At every one of those cells, it just checks that the number is zero. If not, it's not upper left triangular. If all cells checked are zero, then it is.

Answer 2

Just to check, are (1,1) the lower left and (n,n) the upper right in these diagrams? (This is not the way matrices are usually written!).

In any event, the algorithm is O(N^2) no matter what, I think -- you have to do something with all of the n*(n-1)/2 possibly-zero entries with row>column. You just have to step through them and see if they are zero -- of course, you should work your way through the matrix in the most efficient way, which depends on whether it is stored column- or row-major.

Also, is your matrix really filled with integers, or do you need to check for being approximately zero?

Basically you need to check

for col = 2, n 
   for row = col+1, n
      if matrix(row, col) != 0
         return false
      endif
   endfor
endfor

although the corner-case checks from @paxdiablo are a good idea.

Answer 3

Assuming this is feasible in your case, you could go for a classical strategy of trading time for space.

(I am assuming you are using an OO language - the idea holds for non-OO ones too, but will require more effort to ensure that the different representation of the same matrix are kept in synch).

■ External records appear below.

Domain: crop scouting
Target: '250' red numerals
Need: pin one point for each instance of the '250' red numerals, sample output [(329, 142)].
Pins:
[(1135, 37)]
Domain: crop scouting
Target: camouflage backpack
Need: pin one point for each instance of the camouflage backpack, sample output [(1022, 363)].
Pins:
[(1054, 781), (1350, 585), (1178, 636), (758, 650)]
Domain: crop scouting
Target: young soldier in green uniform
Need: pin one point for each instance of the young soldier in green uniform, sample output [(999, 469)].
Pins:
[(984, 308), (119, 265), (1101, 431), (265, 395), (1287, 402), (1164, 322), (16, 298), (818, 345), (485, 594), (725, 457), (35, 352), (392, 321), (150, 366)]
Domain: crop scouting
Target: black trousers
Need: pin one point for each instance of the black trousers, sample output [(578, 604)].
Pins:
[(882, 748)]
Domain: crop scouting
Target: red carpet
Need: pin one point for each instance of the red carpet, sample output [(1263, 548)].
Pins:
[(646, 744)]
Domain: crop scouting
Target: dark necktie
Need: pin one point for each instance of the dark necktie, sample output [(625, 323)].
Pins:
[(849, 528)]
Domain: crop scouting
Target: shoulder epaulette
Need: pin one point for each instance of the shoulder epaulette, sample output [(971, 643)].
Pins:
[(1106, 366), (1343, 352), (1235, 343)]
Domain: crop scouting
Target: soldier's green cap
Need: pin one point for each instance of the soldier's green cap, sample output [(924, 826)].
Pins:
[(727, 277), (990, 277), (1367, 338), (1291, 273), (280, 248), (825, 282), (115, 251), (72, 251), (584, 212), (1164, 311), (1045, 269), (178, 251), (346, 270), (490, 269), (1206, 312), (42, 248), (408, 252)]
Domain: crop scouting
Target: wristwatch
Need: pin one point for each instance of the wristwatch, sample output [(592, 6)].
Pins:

Instead of representing the matrix as an array (or along with that representation) what about keeping it as a set of non-zero values?

So what you are representing as:

|5 6 9 2|
|1 8 4 0|
|5 8 0 0|
|7 0 0 0|

would become (or stored also as)

1,1=5
1,2=6
1,3=9
...
4,1=7

if this is doable, you could also split this set in two (upper and lower diagonal)

so in the case of your first matrix:

|5 6 9 2|
|1 8 4 9|
|5 8 1 6|
|7 6 3 2|

would be:

UpperMap -

1,1=5
1,2=6
1,3=9
...
4,1=7

Lower Map-

2,4=9
3,3=1
...
4,4=2

In this case, your test would be "asking if the lower hashmap is empty".

As mentioned above, if you need to do more "traditional" operations on the matrix you could store it as an array along with the 2-maps, and in case the matrixes are not immutable, you will have to provide methods to change the "cell" values.

The other trade off (apart from space) is that creating a new matrix requires more cpu time. But could be worth it if you create and modify these infrequently and have to test for the lower diagonal often.

A more extreme approach:

For each matrix build a bitmap representation (non-zero cells are 1, zero cells get a 0) and use logical operations to check for "emptiness" of a section.